Une digue, que dis-je, une esplanade, oui, c’est le terme : une esplanade s’ouvrait en face de nos yeux, avec le sable blanc à perte de vue, et, tout là-bas, au loin, la mer, retirée, comme à son habitude, en ces saisons de grandes-marées. Quentin proposa de nous inviter au bar près des rochers pour profiter du paysage autour d’une boisson fraîche, il n’était donc pas fâché, peut-être avait-il compris que tout dormeur ne choisit pas l’endroit exact où passer sa nuit… Ce fut Benoît qui le premier rompit ce silence autour de ce moment :
|B] « Ouah, j’ai dormi comme une bûche, mais j’avais l’impression d’être sur un tas de bois, haha !
- [V] T’as dormi sur moi, gros, mais c’est vrai que j’suis pas très rembourré…
- [B] Ah, nan, t’inquiète, ça allait ! t’es confortable Valou (eh oui, c’est comme ça qu’ils m’appellent)
- [V] Ah ouais, je vois ! [et en lui tapant dans le dos :] T’as kiffé, c’est ça ?

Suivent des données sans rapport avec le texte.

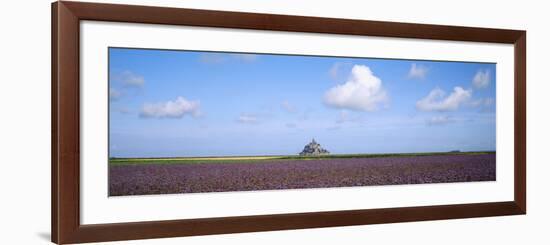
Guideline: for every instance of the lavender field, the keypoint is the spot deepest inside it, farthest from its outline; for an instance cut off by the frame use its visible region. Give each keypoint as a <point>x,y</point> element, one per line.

- [B] Ahah ! Ouais, en vrai c’était bien, j’ai bien dormi ! Mais, j’sais pas, j’ai eu l’impression de réveiller un truc chez toi, ahah !
- [V] De réveiller…
Mais à peine ai-je eu le temps de commencer cette phrase que Quentin, plus vif, déduisit :
- [Q] T’as bandé, gros, ahahah !!!
- [V] Mais non, j’ai pas bandé, t’es ouf !

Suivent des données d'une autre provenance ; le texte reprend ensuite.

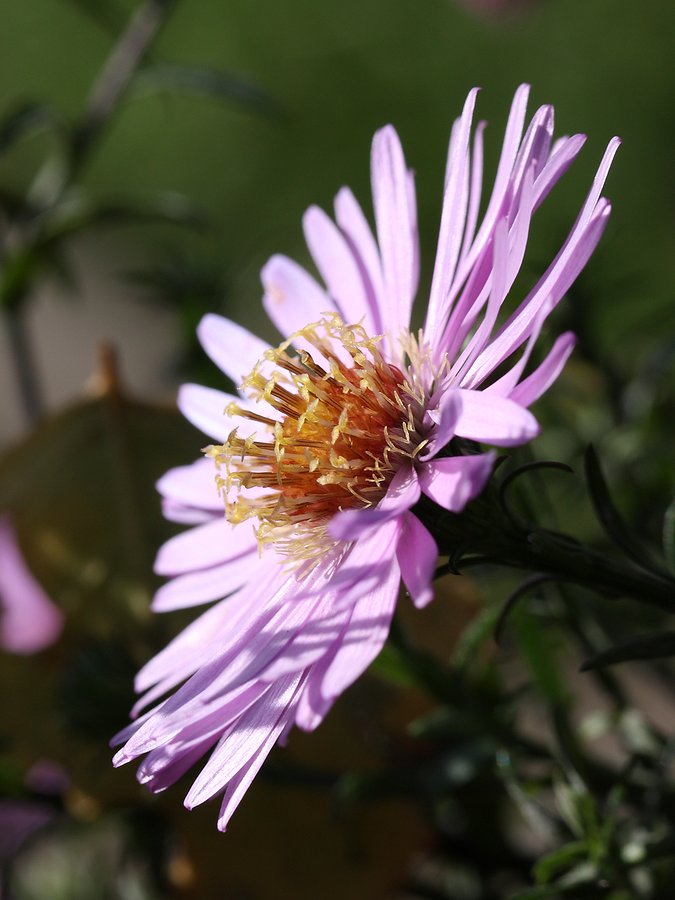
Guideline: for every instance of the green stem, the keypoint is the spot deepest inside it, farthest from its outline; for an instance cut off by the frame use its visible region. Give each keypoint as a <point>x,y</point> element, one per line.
<point>484,528</point>
<point>24,364</point>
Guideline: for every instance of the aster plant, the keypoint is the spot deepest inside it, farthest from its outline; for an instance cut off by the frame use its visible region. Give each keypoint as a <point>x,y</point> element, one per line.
<point>357,452</point>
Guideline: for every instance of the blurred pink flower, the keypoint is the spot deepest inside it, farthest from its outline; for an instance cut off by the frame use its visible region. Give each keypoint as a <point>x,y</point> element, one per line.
<point>29,621</point>
<point>334,438</point>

- [B] Si, si Valou, j’crois qu’il a raison, ahah,
- [V] Déso, mec… c’était pas volontaire, m’empressé-je d’ajouter
- [B] T’inquiète, je sais que j’suis BG !
- [V] Ouais, t’es mignon, mais ça n’empêche
- [Q] Genre, t’aimerais bien bander pour lui, en fait, ahah !

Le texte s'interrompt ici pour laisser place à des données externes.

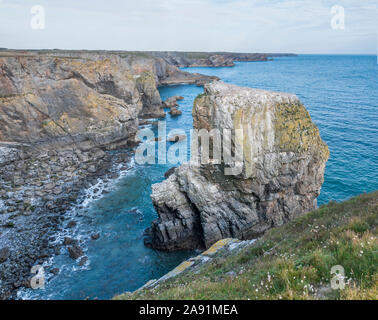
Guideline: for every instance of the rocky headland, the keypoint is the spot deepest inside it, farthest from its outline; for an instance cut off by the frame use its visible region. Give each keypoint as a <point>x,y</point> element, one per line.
<point>60,112</point>
<point>282,172</point>
<point>212,59</point>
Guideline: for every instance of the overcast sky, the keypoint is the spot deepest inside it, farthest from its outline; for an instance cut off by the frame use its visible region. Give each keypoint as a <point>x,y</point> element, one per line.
<point>300,26</point>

- [V] Mais non, qu’est-ce que tu racontes ?... »
Heureusement, l’arrivée du serveur mis fin à la conversation : on était à la terrasse d’un bar, et c’est comme si on venait de se rendre compte que nous n’étions pas seuls autour de cette table, mais qu’une dizaine d’autres, soit trente à quarante personne, nous observais depuis que Quentin avait pris la parole pour éclairer ma lanterne : j’avais bandé, ma main sur le torse d’un pote et sa tête sur mes cuisses, et tout ça après avoir longuement regardé son visage et caressé ses cheveux… Pourquoi ?
Voyant que le fait me perturbait, Quentin se lança dans une explication succincte du phénomène :
« Mec, t’inquiète pas, c’est juste que t’étais détendu, c’est tout ! ça veut rien dire ! ».
Le pensait-il ?
L’intégralité de cette histoire est inspirée de faits réels. Toute ressemblance avec d’autres histoires ou œuvres publiées serait fortuite & involontaire.